Students think her style of teaching is highly effective. Julia McKay, a sophomore chemical engineer, took Mena’s first-year engineering class in the spring of 2017 and had nothing but praise for the way Mena taught.
“I liked the class because it was very exercise-based. It wasn’t just her teaching at us — it was interactive,” McKay said.
Izzy Carnaval, a senior chemical engineer, had Mena for Social Entrepreneurship — Engineering for Humanity, a class that focuses on how engineers can apply their technical knowledge to social or environmental issues. She described it as a class that teaches engineers how their skills can be used to make the world a better place.
“I know that sounds very cliche, but I think that as engineers we sometimes forget that we have a responsibility not just to the product or consumers but … a responsibility to future generations,” she said.

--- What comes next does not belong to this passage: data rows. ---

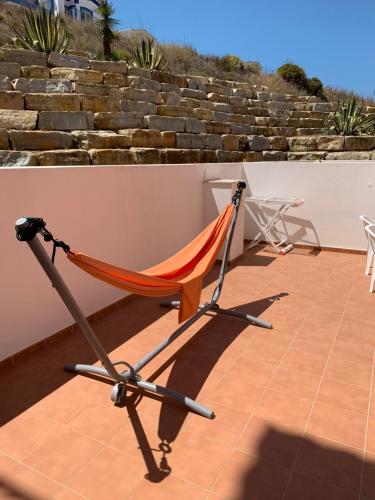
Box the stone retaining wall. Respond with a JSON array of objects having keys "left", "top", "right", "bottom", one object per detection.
[{"left": 0, "top": 48, "right": 373, "bottom": 166}]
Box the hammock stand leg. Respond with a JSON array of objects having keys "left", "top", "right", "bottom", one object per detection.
[
  {"left": 160, "top": 301, "right": 273, "bottom": 330},
  {"left": 22, "top": 236, "right": 215, "bottom": 419}
]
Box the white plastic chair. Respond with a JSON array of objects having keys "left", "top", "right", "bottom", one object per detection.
[
  {"left": 360, "top": 215, "right": 374, "bottom": 274},
  {"left": 365, "top": 224, "right": 375, "bottom": 292}
]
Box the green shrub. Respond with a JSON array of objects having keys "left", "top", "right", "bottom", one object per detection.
[
  {"left": 322, "top": 97, "right": 375, "bottom": 135},
  {"left": 220, "top": 54, "right": 244, "bottom": 72},
  {"left": 307, "top": 77, "right": 324, "bottom": 97},
  {"left": 277, "top": 63, "right": 307, "bottom": 89},
  {"left": 13, "top": 8, "right": 69, "bottom": 54},
  {"left": 243, "top": 61, "right": 262, "bottom": 74}
]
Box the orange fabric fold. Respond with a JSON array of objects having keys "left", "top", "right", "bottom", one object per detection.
[{"left": 67, "top": 204, "right": 235, "bottom": 323}]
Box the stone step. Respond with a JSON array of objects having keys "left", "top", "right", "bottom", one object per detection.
[
  {"left": 25, "top": 93, "right": 80, "bottom": 112},
  {"left": 0, "top": 91, "right": 23, "bottom": 110}
]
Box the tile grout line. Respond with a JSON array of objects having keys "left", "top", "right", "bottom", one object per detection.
[
  {"left": 281, "top": 256, "right": 361, "bottom": 498},
  {"left": 358, "top": 348, "right": 375, "bottom": 500},
  {"left": 208, "top": 253, "right": 345, "bottom": 495}
]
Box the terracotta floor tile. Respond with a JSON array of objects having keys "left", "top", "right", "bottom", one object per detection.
[
  {"left": 67, "top": 446, "right": 145, "bottom": 499},
  {"left": 280, "top": 349, "right": 328, "bottom": 376},
  {"left": 237, "top": 416, "right": 302, "bottom": 468},
  {"left": 366, "top": 417, "right": 375, "bottom": 453},
  {"left": 370, "top": 390, "right": 375, "bottom": 417},
  {"left": 213, "top": 449, "right": 290, "bottom": 499},
  {"left": 324, "top": 357, "right": 372, "bottom": 388},
  {"left": 209, "top": 377, "right": 264, "bottom": 412},
  {"left": 317, "top": 378, "right": 370, "bottom": 414},
  {"left": 269, "top": 366, "right": 321, "bottom": 400},
  {"left": 254, "top": 390, "right": 313, "bottom": 432},
  {"left": 227, "top": 357, "right": 278, "bottom": 388},
  {"left": 331, "top": 338, "right": 375, "bottom": 366},
  {"left": 338, "top": 323, "right": 375, "bottom": 346},
  {"left": 162, "top": 429, "right": 231, "bottom": 489},
  {"left": 67, "top": 397, "right": 129, "bottom": 443},
  {"left": 23, "top": 427, "right": 102, "bottom": 484},
  {"left": 0, "top": 412, "right": 62, "bottom": 460},
  {"left": 0, "top": 463, "right": 62, "bottom": 499},
  {"left": 284, "top": 472, "right": 357, "bottom": 500},
  {"left": 53, "top": 488, "right": 86, "bottom": 499},
  {"left": 185, "top": 400, "right": 250, "bottom": 447},
  {"left": 308, "top": 401, "right": 367, "bottom": 448},
  {"left": 31, "top": 383, "right": 95, "bottom": 425},
  {"left": 361, "top": 452, "right": 375, "bottom": 498},
  {"left": 0, "top": 452, "right": 18, "bottom": 474},
  {"left": 130, "top": 475, "right": 208, "bottom": 500},
  {"left": 240, "top": 341, "right": 288, "bottom": 364},
  {"left": 291, "top": 334, "right": 333, "bottom": 356},
  {"left": 294, "top": 433, "right": 362, "bottom": 493}
]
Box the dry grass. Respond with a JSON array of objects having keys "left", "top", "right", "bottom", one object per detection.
[
  {"left": 324, "top": 86, "right": 375, "bottom": 107},
  {"left": 1, "top": 3, "right": 373, "bottom": 104}
]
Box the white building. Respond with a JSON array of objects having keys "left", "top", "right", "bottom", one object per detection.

Carnaval has taken what she’s learned from Mena to heart. She is currently working with Higher Achievement, a nonprofit that gets economically disadvantaged middle school students excited about college. And Mena continues to mentor her, teaching her how to work with a nonprofit that focuses on one of Mena’s passions — educating the next generation of students.
Mena is wholeheartedly devoted to her life in the United States, but she misses her home in Santo Domingo. She misses her family, her friends and all the things she used to do. She misses the colonial district of her city, filled with buildings and churches that predate the founding of America. But at the same time, she recognizes that the move was a good choice.
“I love what I do. I met my husband,” she said. “I’m pretty happy with the decision.”
Though her life so far has been defined by moving, she’d have no problem settling down in Pittsburgh.
“If teaching [these classes] is what I do for the next 20 years, that’s awesome,” she said.